Segways could soon join cycles on Burlington's bike path.
The city's Parks and Recreation Commission is scheduled at its November 27 meeting to consider allowing recreational use of the battery-powered personal transportation devices on the 7.5-mile bike path. Adoption of such a policy could clear the way for the start of guided Segway tours next spring.
Rick Sharp (pictured), a 59-year-old attorney who was instrumental in the bike path's creation, has been trying for the past three years to win city approval for Segway tours he plans to operate on a commercial basis. Sharp expresses hope that the parks commission will support his initiative on at least a trial basis.
He's winning backing for his idea from some key figures.
Chapin Spencer, director of the pedestrian and bicycle advocacy group Local Motion, says he's in favor of giving Segways a trial run. "It would be a chance for [Sharp] to prove it works on the bike path and sidewalks," Spencer comments.
Kelly Devine, director of the Burlington Business Association, is also personally open to trial use of Segways downtown and along the lake. Devine emphasizes that she has not yet presented the issue to her group's board of directors.
The new city parks director likewise appears supportive of Sharp's proposal for a test of Segways' compatibility with other uses of the bike path. Jesse Bridges, now in his fourth week on the job, says there's little question that the city must accept Segway use by disabled persons. Sharp is himself disabled as a result of a paragliding accident several years ago.
Bridges adds that Sharp seemed to have addressed safety concerns in regard to recreational use during a Segway outing that the two recently took on the bike path.
For his part, Sharp remarks, "After three years of stonewalling, I'm thrilled that we actually have a parks director who returns emails and who is willing to experience a Segway first-hand."
Sketching his projected tour itinerary, Sharp says he would lead Segways along the downtown portion of the bike path and then up the sidewalk on College Street as far as the University of Vermont.
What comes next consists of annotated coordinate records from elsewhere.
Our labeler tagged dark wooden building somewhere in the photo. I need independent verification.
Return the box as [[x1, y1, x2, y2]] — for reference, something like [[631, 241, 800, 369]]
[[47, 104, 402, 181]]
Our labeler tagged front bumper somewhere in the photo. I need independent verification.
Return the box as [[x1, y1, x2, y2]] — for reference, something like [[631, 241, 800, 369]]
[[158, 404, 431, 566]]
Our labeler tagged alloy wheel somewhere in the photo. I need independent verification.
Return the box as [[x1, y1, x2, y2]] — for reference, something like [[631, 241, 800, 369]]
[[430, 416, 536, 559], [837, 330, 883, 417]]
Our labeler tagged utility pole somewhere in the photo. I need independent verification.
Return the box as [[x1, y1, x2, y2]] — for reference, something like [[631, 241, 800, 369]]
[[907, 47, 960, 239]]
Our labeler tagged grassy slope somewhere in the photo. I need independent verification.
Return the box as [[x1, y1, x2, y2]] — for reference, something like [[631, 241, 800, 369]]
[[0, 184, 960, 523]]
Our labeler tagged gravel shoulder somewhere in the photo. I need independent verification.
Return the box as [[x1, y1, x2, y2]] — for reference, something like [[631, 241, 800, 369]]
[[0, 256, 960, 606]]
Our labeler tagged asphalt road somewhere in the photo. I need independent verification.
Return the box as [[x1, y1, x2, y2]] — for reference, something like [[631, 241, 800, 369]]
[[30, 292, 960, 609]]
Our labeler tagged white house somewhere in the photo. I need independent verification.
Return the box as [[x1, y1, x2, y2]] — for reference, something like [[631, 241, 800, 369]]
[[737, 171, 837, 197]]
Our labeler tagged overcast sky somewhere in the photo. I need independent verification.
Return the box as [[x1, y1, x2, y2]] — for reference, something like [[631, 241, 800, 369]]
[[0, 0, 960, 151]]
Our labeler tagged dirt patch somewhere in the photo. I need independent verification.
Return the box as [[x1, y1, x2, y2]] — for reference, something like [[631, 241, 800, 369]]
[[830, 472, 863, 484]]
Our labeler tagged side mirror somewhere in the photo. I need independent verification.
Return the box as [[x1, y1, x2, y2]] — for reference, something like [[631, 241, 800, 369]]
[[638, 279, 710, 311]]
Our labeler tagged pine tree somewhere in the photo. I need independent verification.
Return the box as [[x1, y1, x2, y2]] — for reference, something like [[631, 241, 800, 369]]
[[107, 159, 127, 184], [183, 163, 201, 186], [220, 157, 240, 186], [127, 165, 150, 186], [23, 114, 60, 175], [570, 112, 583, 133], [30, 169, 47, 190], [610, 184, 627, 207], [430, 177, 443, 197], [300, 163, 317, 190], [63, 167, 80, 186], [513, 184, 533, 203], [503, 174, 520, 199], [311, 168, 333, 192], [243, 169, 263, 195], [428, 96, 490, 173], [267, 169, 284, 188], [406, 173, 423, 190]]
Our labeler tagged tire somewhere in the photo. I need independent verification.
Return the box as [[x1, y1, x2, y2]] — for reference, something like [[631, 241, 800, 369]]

The tour would then head down the Main Street sidewalk to the lake.
Sharp says state law allows use of Segways on sidewalks unless a municipality rules otherwise. And because Burlington has not done so, "we have a right to use the sidewalks," Sharp says. He notes, however, that he would not lead Segways onto the Church Street Marketplace unless invited to do so by overseers of the pedestrian mall.
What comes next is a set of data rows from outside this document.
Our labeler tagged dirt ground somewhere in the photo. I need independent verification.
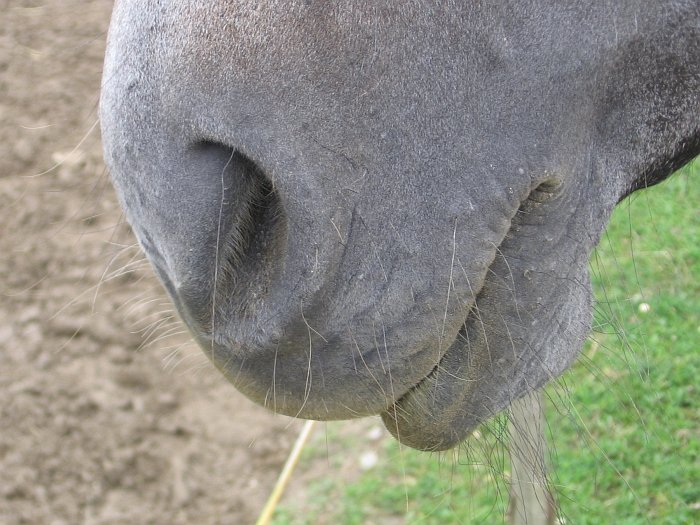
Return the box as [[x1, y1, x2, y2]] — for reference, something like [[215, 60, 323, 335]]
[[0, 0, 366, 525]]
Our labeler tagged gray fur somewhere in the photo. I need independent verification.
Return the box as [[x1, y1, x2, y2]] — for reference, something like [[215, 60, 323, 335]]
[[101, 0, 700, 449]]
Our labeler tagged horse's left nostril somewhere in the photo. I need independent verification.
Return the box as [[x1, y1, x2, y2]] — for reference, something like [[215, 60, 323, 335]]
[[193, 143, 287, 323]]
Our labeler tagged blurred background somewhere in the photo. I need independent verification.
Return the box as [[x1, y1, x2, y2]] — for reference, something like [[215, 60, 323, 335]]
[[0, 0, 700, 525]]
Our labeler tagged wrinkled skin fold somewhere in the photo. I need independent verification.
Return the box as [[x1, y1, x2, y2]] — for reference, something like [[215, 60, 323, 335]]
[[101, 0, 700, 450]]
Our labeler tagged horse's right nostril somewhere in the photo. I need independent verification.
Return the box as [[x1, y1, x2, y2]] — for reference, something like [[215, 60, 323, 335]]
[[197, 142, 287, 323]]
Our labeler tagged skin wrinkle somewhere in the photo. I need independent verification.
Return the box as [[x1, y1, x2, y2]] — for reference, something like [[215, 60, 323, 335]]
[[101, 0, 700, 450]]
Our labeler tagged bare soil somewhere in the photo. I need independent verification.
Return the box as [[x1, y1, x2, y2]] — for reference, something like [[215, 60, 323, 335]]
[[0, 0, 340, 525]]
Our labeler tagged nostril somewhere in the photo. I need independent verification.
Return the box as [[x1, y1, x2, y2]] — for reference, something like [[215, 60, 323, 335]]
[[191, 142, 287, 318]]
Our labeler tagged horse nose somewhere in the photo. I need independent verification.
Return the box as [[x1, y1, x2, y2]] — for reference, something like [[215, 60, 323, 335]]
[[176, 142, 287, 331]]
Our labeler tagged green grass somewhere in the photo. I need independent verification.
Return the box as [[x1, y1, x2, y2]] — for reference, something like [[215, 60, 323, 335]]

Critical perspectives are also likely to be offered at the November 27 parks commission meeting.
Spencer notes that comments concerning the Segways-on-the-bike-path issue were split 45 in favor and 45 against when Local Motion posted a report on the proposal three years ago. One opponent responding then to a Seven Days query said the bike path is too crowded on weekends to permit safe use of Segways.
Novice users would be "accident-prone," charged critic Gerry Malavneda. Most Segway riders "would probably fit the definition of the Ugly Americans -- i.e., yahoos with too much money and body mass," Malavneda added.